Basis: Art. 6(1)(f) GDPRSocial Media Links
Our website contains links to social media profiles and share buttons for blog posts. These are simple hyperlinks — no social media plugins or SDKs are embedded. Data is only transmitted when you actively click a link.
Hosting & Service Providers
Hetzner Online GmbH
Industriestr. 25, 91710 Gunzenhausen, Germany
Web hosting and server infrastructure. Servers located in Germany.
Privacy policyDigitalOcean, LLC
101 Avenue of the Americas, New York, NY 10013, USA
European data centres in Frankfurt and Amsterdam. For EEA visitors, protected by SCCs.
Privacy policyAll Service Providers
| Provider | Purpose | Location |
|---|---|---|
| Hetzner / DigitalOcean | Web hosting, infrastructure | Germany / EU (or USA) |
| ActiveCampaign (Postmark) | Email delivery | USA |
| Plausible Insights OÜ | Privacy-friendly analytics | EU (Estonia) |
| Metricool S.L. | Web analytics | EU (Spain) |
International Data Transfers
As a US-based company, data processed through our website may be transferred to or stored in the United States.

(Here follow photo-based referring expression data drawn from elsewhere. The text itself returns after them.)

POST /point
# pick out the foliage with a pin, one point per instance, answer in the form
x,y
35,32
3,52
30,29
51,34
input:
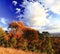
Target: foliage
x,y
25,38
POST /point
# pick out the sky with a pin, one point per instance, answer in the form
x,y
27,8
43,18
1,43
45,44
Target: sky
x,y
42,15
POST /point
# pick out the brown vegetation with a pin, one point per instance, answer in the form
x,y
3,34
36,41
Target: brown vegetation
x,y
21,37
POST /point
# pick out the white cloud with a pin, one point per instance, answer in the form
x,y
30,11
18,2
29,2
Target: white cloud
x,y
14,2
18,10
35,14
54,5
3,20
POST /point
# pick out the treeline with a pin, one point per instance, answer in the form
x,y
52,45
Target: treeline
x,y
19,36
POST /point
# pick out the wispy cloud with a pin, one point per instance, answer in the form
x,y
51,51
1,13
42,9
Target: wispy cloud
x,y
17,10
14,2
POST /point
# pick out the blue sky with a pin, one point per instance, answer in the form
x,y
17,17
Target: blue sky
x,y
43,15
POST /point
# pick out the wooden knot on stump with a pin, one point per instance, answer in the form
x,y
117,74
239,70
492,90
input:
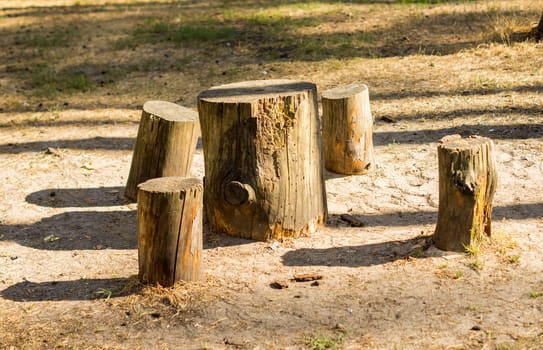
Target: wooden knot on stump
x,y
262,154
170,230
467,182
165,145
347,130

For EEA visitors:
Postmark (USA): Email delivery — protected by EU Standard Contractual Clauses (SCCs).
DigitalOcean (USA): European data centres preferred, protected by SCCs.
Retention Periods
| Data | Retention Period |
|---|---|
| Server log files | 14 days |
| Session data | 120 minutes or end of session |
| Contact enquiries | Until processed, max. 6 months |
| Bug reports | Until resolved, max. 6 months |
| Emails at Postmark | 45 days (auto-deleted) |
Your Privacy Rights
Depending on your location, you may have the following rights regarding your personal data.
EEA Residents (GDPR)
Access — Art. 15 GDPR
Rectification — Art. 16 GDPR
Erasure — Art. 17 GDPR
Restriction — Art. 18 GDPR
Portability — Art. 20 GDPR
Objection — Art. 21 GDPR
Complaint — Art. 77 GDPR (supervisory authority in your country)
California (CCPA/CPRA)
Right to know — disclosure of collected data
Right to delete — deletion of your data
Right to opt-out — we do not sell your data
Non-discrimination — no penalties for exercising rights
Australia
Access — request access to your information
Correction — request correction of inaccurate data
Complaint — lodge with the OAIC
Exercise Your Rights
To exercise any of your rights, please contact us at hello@offline-ag.com.
Withdrawal of Consent
Where processing is based on consent, you may withdraw it at any time. The lawfulness of processing prior to withdrawal remains unaffected. Send your withdrawal to hello@offline-ag.com.
We reserve the right to amend this privacy policy to ensure it always complies with current legal requirements or to reflect changes to our services. The new privacy policy will then apply to your subsequent visits.